# Chapter 4 Diode Applications¶

## Example 4.1 Page No 83¶

In :
# given data
V2rms= 40.0##  V
R_L= 20.0##  Ω
V2peak= V2rms/0.707##  V
Vout_peak= V2peak##  V
# The dc voltage across the load resistor
Vdc=0.318*Vout_peak##  V
#The peak inverse voltage across the diode
PIV= V2peak##  V
Idc= Vdc/R_L##  A
# The dc current through the diode
I_diode= Idc##  A
print "The dc voltage across the load resistor = %.2f volts"%Vdc
print "The peak inverse voltage across the diode = %.2f volts"%PIV
print "The dc current through the diode = %.2f A"%I_diode

The dc voltage across the load resistor = 17.99 volts
The peak inverse voltage across the diode = 56.58 volts
The dc current through the diode = 0.90 A


## Example 4.2 Page No 86¶

In :
# given data
Vrms= 40.0##  V
R_L= 20.0##  Ω
V2peak= Vrms/0.707##  V
Vout_peak= V2peak/2##  V
# The dc load voltage
Vdc=0.636*Vout_peak##  V
# The peak inverse voltage across each diode
PIV= V2peak##  V
Idc= Vdc/R_L##  A
# The dc current through each diode
I_diode= Idc/2##  A
print "The dc load voltage = %.2f volts"%Vdc
print "The peak inverse voltage across each diode = %.2f volts"%PIV
print "The dc current through each diode = %.2f A"%I_diode

The dc load voltage = 17.99 volts
The peak inverse voltage across each diode = 56.58 volts
The dc current through each diode = 0.45 A


## Example 4.3 Page No 88¶

In :
# given data
Vrms= 40.0##  V
R_L= 20.0##  Ω
V2peak= Vrms/0.707##  V
Vout_peak= V2peak##  V
# The value of Vdc
Vdc=0.636*Vout_peak##  V
# The value of PIV
PIV= V2peak##  V
Idc= Vdc/R_L##  A
#The value of I_diode
I_diode= Idc/2##  A
print "The dc load voltage = %.2f volts"%Vdc
print "The peak inverse voltage across each diode = %.2f volts"%PIV
print "The dc current through each diode = %.2f A"%I_diode

The dc load voltage = 35.98 volts
The peak inverse voltage across each diode = 56.58 volts
The dc current through each diode = 0.90 A


## Example 4.6 Page No 94¶

In :
# given data
Vdc= 56.6##  V
R_L= 100.0##  Ω
f=120.0##  Hz
C= 1000.0##  µF
C= C*10**-6##  F
V2peak= Vdc##  V
Idc= Vdc/R_L##  A
# The peak-to-peak ripple
Vrip= Idc/(f*C)##  V
# The dc load voltage
Vdc= V2peak-Vrip/2##  V
print "The peak-to-peak ripple = %.2f volts"%Vrip
print "The dc load voltage = %.2f volts"%Vdc

The peak-to-peak ripple = 4.72 volts
The dc load voltage = 54.24 volts


## Example 4.8 Page No 98¶

In :
# given data
V2rms= 12.6##  V
V_Z= 6.8##  V
V2peak= V2rms/0.707##  V
Vin= V2peak##  V
Vout= V_Z##  V
R_L= 1.2##  kΩ
R_L= R_L*10**3##in Ω
Rs= 1##  kΩ
Rs= Rs*10**3##  Ω
Is= (Vin-Vout)/Rs##  A
I_L= Vout/R_L##  A
# The zener current
Iz= Is-I_L##  A
Iz= Iz*10**3##  mA
print "The zener current = %.2f mA"%Iz
# Note: The calculation = %.2f the book is not accurate.

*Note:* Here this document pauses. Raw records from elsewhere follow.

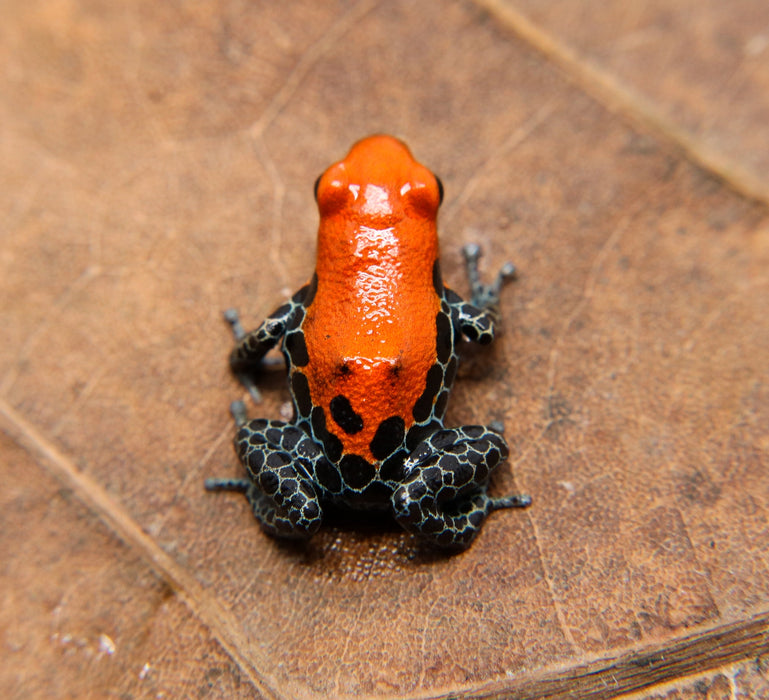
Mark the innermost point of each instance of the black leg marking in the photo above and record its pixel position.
(444, 496)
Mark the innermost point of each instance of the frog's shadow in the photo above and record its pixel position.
(347, 537)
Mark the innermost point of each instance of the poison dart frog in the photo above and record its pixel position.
(370, 345)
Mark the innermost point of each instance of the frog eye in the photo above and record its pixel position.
(423, 196)
(333, 191)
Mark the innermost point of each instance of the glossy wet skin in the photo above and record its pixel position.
(370, 346)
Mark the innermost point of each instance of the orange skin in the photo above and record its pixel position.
(370, 329)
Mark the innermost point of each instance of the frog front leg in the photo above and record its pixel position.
(279, 459)
(444, 498)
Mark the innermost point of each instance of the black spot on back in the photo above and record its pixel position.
(388, 437)
(300, 388)
(311, 288)
(297, 348)
(443, 337)
(344, 415)
(356, 471)
(424, 404)
(437, 278)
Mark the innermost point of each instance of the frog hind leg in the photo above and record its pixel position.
(279, 459)
(444, 499)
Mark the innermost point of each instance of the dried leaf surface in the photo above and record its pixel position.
(157, 167)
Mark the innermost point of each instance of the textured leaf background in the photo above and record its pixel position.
(156, 167)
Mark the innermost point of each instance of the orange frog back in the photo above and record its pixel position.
(370, 328)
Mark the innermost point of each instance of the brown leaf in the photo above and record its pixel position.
(157, 168)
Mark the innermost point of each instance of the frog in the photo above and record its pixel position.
(371, 348)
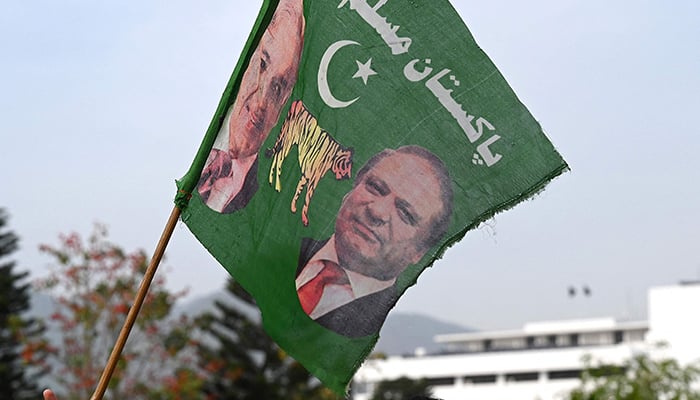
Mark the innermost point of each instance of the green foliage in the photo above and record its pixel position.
(401, 389)
(95, 282)
(23, 349)
(243, 363)
(639, 378)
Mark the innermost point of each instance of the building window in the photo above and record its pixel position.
(509, 344)
(596, 338)
(563, 340)
(522, 377)
(441, 381)
(479, 379)
(634, 336)
(564, 374)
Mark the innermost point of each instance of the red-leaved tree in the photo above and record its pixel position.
(94, 283)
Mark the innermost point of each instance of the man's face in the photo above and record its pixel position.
(266, 83)
(383, 221)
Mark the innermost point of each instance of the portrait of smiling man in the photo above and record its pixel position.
(399, 207)
(229, 178)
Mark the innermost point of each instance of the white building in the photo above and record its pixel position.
(543, 360)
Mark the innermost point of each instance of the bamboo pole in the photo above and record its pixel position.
(136, 307)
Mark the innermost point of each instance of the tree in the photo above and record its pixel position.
(21, 341)
(639, 378)
(243, 363)
(402, 389)
(94, 283)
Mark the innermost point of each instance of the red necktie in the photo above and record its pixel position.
(310, 293)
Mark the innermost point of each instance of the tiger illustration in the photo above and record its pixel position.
(318, 153)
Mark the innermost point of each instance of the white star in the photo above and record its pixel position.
(364, 71)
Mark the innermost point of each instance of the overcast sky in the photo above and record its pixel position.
(103, 105)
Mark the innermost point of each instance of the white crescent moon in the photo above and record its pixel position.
(323, 88)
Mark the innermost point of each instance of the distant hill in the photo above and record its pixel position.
(402, 333)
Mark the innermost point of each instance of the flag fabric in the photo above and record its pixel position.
(355, 142)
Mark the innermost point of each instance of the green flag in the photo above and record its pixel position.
(354, 143)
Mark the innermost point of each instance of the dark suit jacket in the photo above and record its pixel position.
(243, 197)
(362, 317)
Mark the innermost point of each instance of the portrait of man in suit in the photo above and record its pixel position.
(399, 207)
(229, 178)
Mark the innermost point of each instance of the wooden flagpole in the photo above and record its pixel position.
(136, 307)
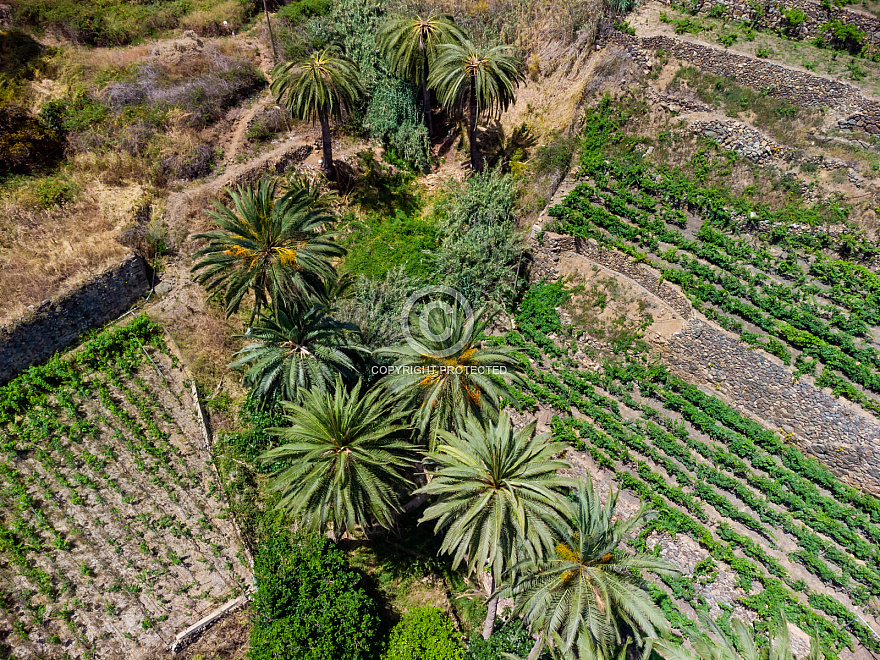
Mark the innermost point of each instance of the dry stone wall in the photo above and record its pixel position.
(796, 87)
(771, 15)
(844, 438)
(55, 324)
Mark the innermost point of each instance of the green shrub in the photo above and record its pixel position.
(794, 17)
(299, 11)
(26, 144)
(309, 605)
(424, 634)
(394, 117)
(625, 27)
(727, 38)
(480, 246)
(843, 35)
(511, 638)
(51, 191)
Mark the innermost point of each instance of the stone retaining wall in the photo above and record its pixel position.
(771, 15)
(546, 256)
(796, 87)
(844, 438)
(56, 324)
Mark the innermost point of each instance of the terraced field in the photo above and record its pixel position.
(773, 528)
(114, 534)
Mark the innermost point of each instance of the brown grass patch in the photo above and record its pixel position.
(46, 252)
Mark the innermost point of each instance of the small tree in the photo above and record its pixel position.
(485, 79)
(309, 605)
(411, 44)
(319, 88)
(295, 348)
(445, 388)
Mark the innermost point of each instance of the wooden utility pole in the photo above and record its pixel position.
(271, 38)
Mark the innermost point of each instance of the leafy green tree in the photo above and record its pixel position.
(499, 498)
(319, 88)
(273, 247)
(749, 645)
(295, 348)
(343, 458)
(310, 605)
(411, 44)
(588, 596)
(444, 374)
(483, 78)
(425, 633)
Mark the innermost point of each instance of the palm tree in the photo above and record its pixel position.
(446, 375)
(273, 247)
(487, 79)
(499, 498)
(344, 457)
(748, 646)
(319, 88)
(588, 597)
(294, 348)
(411, 44)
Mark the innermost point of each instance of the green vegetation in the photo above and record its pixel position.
(412, 44)
(445, 374)
(499, 498)
(308, 603)
(266, 247)
(424, 634)
(565, 598)
(344, 458)
(484, 79)
(101, 435)
(319, 88)
(296, 348)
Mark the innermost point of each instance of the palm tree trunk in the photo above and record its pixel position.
(476, 160)
(426, 99)
(489, 625)
(327, 144)
(536, 649)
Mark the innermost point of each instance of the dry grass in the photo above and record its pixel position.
(46, 252)
(524, 23)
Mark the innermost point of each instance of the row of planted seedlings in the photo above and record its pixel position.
(632, 206)
(99, 523)
(663, 461)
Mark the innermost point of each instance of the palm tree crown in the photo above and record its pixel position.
(344, 456)
(486, 77)
(446, 375)
(411, 44)
(589, 594)
(274, 248)
(499, 497)
(319, 88)
(297, 347)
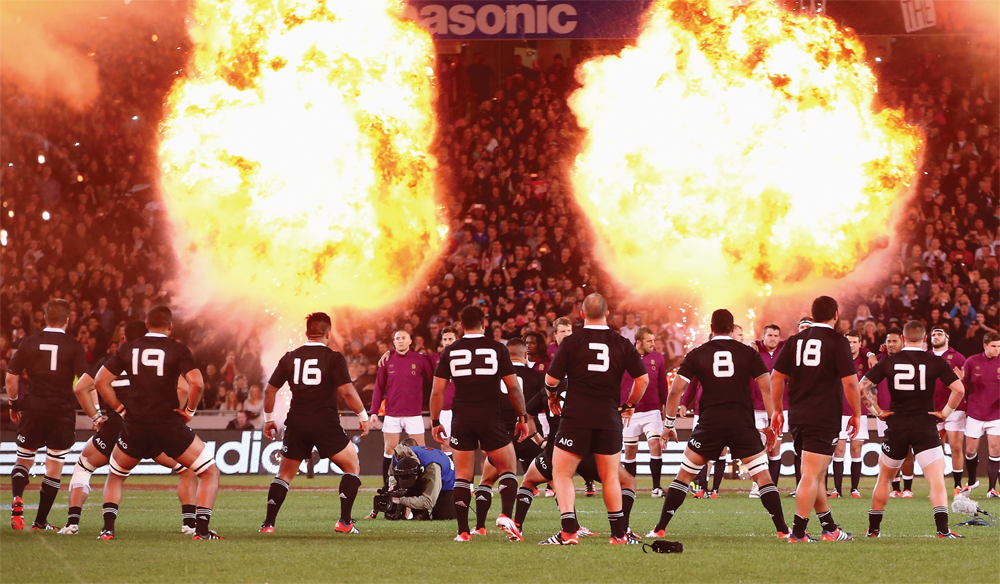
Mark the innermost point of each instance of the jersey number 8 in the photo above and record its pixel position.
(150, 358)
(311, 374)
(461, 357)
(723, 366)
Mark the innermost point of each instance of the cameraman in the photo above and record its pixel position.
(422, 479)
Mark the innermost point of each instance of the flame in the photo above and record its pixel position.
(296, 159)
(733, 149)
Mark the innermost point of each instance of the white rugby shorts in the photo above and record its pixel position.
(862, 428)
(644, 423)
(976, 428)
(412, 425)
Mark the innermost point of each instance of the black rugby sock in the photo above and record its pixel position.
(855, 474)
(50, 488)
(484, 500)
(628, 499)
(655, 469)
(875, 521)
(202, 516)
(718, 473)
(774, 467)
(187, 515)
(507, 485)
(971, 466)
(463, 495)
(771, 500)
(838, 475)
(826, 521)
(617, 521)
(799, 525)
(676, 493)
(525, 497)
(941, 519)
(349, 485)
(569, 522)
(110, 515)
(275, 497)
(74, 516)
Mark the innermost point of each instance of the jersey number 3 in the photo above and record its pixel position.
(462, 357)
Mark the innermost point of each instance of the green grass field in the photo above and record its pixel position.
(730, 539)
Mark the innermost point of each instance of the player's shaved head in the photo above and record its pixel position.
(824, 309)
(914, 331)
(472, 318)
(318, 324)
(135, 329)
(56, 312)
(595, 307)
(518, 348)
(722, 322)
(159, 317)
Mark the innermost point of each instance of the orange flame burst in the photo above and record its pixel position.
(736, 148)
(296, 158)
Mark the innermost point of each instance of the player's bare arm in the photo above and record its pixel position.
(957, 393)
(353, 400)
(777, 390)
(84, 391)
(869, 392)
(270, 428)
(196, 383)
(437, 402)
(11, 385)
(673, 403)
(852, 393)
(103, 384)
(516, 397)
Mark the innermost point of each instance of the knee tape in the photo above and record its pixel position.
(928, 456)
(81, 475)
(689, 466)
(203, 462)
(757, 465)
(56, 455)
(889, 462)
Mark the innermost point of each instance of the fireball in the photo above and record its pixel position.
(295, 156)
(736, 149)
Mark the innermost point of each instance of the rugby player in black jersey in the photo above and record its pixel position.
(315, 374)
(593, 360)
(725, 368)
(911, 375)
(478, 365)
(532, 383)
(152, 421)
(97, 452)
(47, 417)
(818, 364)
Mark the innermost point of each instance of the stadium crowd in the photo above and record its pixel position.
(82, 219)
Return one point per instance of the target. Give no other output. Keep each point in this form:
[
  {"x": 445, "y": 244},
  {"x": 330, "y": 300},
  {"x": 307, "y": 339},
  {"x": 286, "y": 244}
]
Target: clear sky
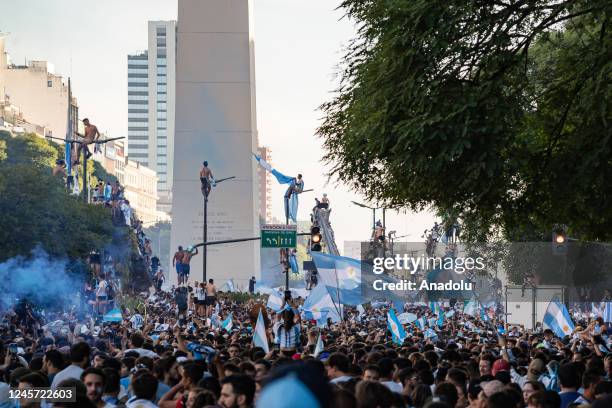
[{"x": 298, "y": 44}]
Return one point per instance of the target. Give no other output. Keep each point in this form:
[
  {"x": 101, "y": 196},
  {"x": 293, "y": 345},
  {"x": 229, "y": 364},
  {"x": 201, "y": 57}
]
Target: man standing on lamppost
[
  {"x": 207, "y": 179},
  {"x": 91, "y": 135}
]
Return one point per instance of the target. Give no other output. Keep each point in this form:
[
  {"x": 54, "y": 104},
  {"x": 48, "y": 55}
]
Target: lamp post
[
  {"x": 205, "y": 193},
  {"x": 85, "y": 187}
]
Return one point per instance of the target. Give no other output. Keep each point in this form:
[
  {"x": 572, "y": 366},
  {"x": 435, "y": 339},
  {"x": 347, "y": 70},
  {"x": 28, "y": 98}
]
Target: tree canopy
[
  {"x": 493, "y": 112},
  {"x": 36, "y": 208}
]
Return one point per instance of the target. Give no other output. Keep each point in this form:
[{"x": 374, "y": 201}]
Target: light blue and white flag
[
  {"x": 319, "y": 347},
  {"x": 229, "y": 285},
  {"x": 320, "y": 300},
  {"x": 260, "y": 339},
  {"x": 607, "y": 313},
  {"x": 471, "y": 308},
  {"x": 440, "y": 321},
  {"x": 137, "y": 321},
  {"x": 557, "y": 319},
  {"x": 281, "y": 178},
  {"x": 275, "y": 300},
  {"x": 227, "y": 324},
  {"x": 421, "y": 322},
  {"x": 406, "y": 318},
  {"x": 360, "y": 310},
  {"x": 338, "y": 271},
  {"x": 430, "y": 334},
  {"x": 435, "y": 308},
  {"x": 395, "y": 327},
  {"x": 597, "y": 309},
  {"x": 113, "y": 316}
]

The zener current = 5.36 mA


## Example 4.9 Page No 98¶

In :
# given data
C= 100.0##in µF
C= C*10**-6##  F
Rz= 5.0##in Ω
Rs= 1.0*10**3##in Ω
Idc= 11.0*10**-3##in A
f=120.0##in Hz
Vin_rip= Idc/(f*C)##  V
# The ripple across the load resistance
Vout_rip= Rz*Vin_rip/(Rs+Rz)##in A
Vout_rip= Vout_rip*10**3##  mV
print "The ripple across the load resistance = %.2f mV"%Vout_rip

The ripple across the load resistance = 4.56 mV